Medicines to review before anaesthesia
High-impact categories
1) Anticoagulants / “blood thinners”
These drugs reduce clotting and can increase bleeding risk during surgery. They are particularly important when planning neuraxial anaesthesia (spinal/epidural) or deep plexus blocks, because a spinal/epidural hematoma—while rare—can be catastrophic.
- Warfarin (INR-based management; sometimes bridging)
- DOACs (apixaban, rivaroxaban, edoxaban, dabigatran): often held for a period (commonly ~72h for several DOACs; longer for dabigatran with renal impairment) when neuraxial techniques are planned
- Antiplatelets (aspirin, clopidogrel, prasugrel, ticagrelor): vary by stent history and surgical bleeding risk
Regional/neuraxial anticoagulation guidance is detailed and situation-specific; see clinician guidelines such as ASRA recommendations.
2) Diabetes medicines: SGLT2 inhibitors
SGLT2 inhibitors can increase risk of euglycemic diabetic ketoacidosis (eDKA) around surgery, especially with fasting or illness. Multiple guidance documents recommend stopping most SGLT2 inhibitors about 3 days before scheduled surgery (and 4 days for ertugliflozin).
3) GLP‑1 receptor agonists
GLP‑1 drugs may delay gastric emptying and raise aspiration concern under anaesthesia/deep sedation. Guidance has evolved toward individualized risk assessment, with some patients able to continue. Inform your anaesthesia team early, especially if you have GI symptoms.
4) Blood pressure medicines
- Beta blockers: usually continued (stopping abruptly can be harmful)
- ACE inhibitors/ARBs: practice varies; some teams hold on the morning of surgery due to hypotension risk
- Diuretics: may be adjusted depending on dehydration risk
5) Statins and most chronic cardiac medicines
Statins and most long-term cardiac drugs are commonly continued unless your clinician advises otherwise.

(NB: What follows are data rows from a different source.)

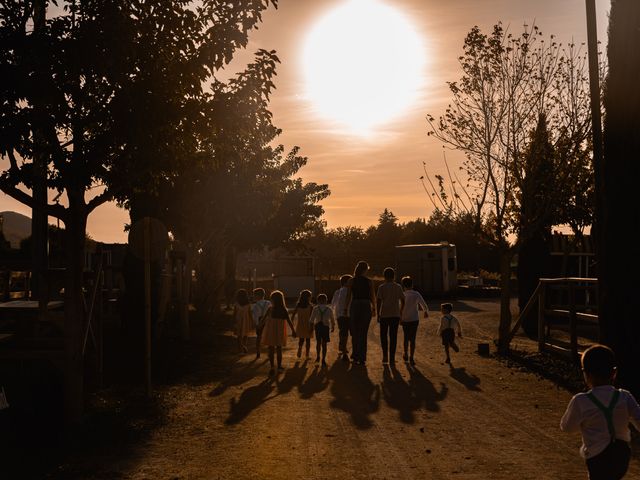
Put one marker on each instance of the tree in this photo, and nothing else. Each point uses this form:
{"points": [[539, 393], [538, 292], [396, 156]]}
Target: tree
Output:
{"points": [[618, 307], [106, 95], [537, 200], [507, 83], [240, 191]]}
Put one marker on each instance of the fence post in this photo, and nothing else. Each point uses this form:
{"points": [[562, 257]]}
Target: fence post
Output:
{"points": [[541, 319]]}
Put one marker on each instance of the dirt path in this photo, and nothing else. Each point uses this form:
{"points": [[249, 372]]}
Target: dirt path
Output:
{"points": [[475, 420]]}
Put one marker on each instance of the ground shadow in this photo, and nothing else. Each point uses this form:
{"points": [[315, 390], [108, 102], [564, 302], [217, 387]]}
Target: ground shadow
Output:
{"points": [[425, 392], [398, 394], [460, 375], [250, 399], [238, 376], [354, 392], [316, 382], [461, 306], [293, 377]]}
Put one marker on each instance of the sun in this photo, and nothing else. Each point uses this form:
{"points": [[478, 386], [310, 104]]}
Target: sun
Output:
{"points": [[363, 65]]}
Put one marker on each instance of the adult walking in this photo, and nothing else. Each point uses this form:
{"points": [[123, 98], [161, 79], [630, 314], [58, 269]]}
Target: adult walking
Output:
{"points": [[390, 305], [361, 299]]}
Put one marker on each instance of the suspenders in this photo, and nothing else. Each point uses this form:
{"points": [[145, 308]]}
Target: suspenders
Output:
{"points": [[607, 411], [322, 312]]}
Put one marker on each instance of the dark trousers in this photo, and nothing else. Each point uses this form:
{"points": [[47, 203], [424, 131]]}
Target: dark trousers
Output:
{"points": [[611, 464], [388, 343], [343, 334], [360, 317], [410, 329]]}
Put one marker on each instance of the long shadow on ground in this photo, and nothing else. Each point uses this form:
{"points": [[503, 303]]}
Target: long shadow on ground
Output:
{"points": [[469, 380], [250, 399], [354, 393]]}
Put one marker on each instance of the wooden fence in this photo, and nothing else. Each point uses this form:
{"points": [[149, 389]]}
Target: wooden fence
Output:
{"points": [[573, 299]]}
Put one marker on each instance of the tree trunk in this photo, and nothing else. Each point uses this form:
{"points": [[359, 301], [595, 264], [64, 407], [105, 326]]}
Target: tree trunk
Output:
{"points": [[185, 330], [618, 300], [75, 229], [533, 261], [505, 301]]}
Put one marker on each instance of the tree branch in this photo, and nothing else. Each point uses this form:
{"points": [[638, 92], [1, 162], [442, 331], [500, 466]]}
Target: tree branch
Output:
{"points": [[57, 211], [98, 200]]}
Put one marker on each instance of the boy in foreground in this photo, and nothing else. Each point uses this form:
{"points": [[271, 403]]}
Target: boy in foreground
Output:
{"points": [[602, 415]]}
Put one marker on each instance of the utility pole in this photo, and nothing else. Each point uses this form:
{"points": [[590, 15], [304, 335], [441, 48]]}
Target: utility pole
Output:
{"points": [[600, 222], [39, 233]]}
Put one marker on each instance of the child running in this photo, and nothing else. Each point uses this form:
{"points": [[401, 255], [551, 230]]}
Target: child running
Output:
{"points": [[243, 318], [447, 330], [274, 332], [304, 328], [602, 415], [341, 312], [410, 318], [259, 310], [322, 319]]}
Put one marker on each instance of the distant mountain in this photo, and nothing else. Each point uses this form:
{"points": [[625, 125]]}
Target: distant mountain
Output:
{"points": [[15, 227]]}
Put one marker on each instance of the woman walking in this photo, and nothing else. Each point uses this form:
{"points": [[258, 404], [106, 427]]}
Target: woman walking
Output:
{"points": [[361, 299]]}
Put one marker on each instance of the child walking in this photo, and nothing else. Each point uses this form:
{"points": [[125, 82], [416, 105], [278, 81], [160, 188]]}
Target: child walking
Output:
{"points": [[304, 328], [410, 317], [390, 303], [259, 310], [322, 319], [274, 332], [243, 318], [447, 330], [341, 312], [602, 415]]}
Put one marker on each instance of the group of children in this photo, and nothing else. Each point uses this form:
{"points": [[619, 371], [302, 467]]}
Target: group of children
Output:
{"points": [[397, 305], [269, 320], [601, 414]]}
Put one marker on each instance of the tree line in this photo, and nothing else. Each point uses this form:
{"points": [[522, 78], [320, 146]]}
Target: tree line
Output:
{"points": [[337, 249]]}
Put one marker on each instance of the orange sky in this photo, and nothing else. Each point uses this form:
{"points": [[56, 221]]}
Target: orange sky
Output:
{"points": [[369, 174]]}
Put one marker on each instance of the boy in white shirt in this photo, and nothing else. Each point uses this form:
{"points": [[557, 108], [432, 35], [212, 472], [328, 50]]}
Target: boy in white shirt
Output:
{"points": [[447, 330], [322, 319], [341, 312], [602, 415], [259, 310], [410, 317]]}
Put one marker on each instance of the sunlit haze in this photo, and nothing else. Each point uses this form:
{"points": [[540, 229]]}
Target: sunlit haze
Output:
{"points": [[355, 82], [363, 65]]}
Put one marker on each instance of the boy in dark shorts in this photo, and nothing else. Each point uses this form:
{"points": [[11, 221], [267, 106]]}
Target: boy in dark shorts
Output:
{"points": [[447, 329], [322, 319], [602, 415]]}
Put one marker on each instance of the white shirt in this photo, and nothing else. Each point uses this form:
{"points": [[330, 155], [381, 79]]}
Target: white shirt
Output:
{"points": [[339, 302], [448, 321], [322, 313], [259, 309], [412, 302], [583, 415], [389, 295]]}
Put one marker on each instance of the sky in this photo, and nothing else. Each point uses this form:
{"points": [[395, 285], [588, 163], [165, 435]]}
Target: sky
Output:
{"points": [[370, 169]]}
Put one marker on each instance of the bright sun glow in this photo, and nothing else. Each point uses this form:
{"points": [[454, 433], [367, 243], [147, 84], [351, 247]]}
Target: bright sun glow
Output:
{"points": [[364, 65]]}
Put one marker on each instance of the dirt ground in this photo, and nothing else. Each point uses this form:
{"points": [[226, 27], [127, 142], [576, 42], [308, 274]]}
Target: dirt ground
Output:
{"points": [[227, 419]]}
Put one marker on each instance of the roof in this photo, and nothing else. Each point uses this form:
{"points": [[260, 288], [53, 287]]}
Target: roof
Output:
{"points": [[427, 245]]}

6) Opioids, sedatives, alcohol, and recreational drugs
- Chronic opioid use increases postoperative pain needs and respiratory depression risk (especially with OSA/obesity/older age).
- Benzodiazepines and alcohol can interact with sedatives; withdrawal risk is also relevant.
- Stimulants and illicit drugs can increase arrhythmia and blood pressure volatility.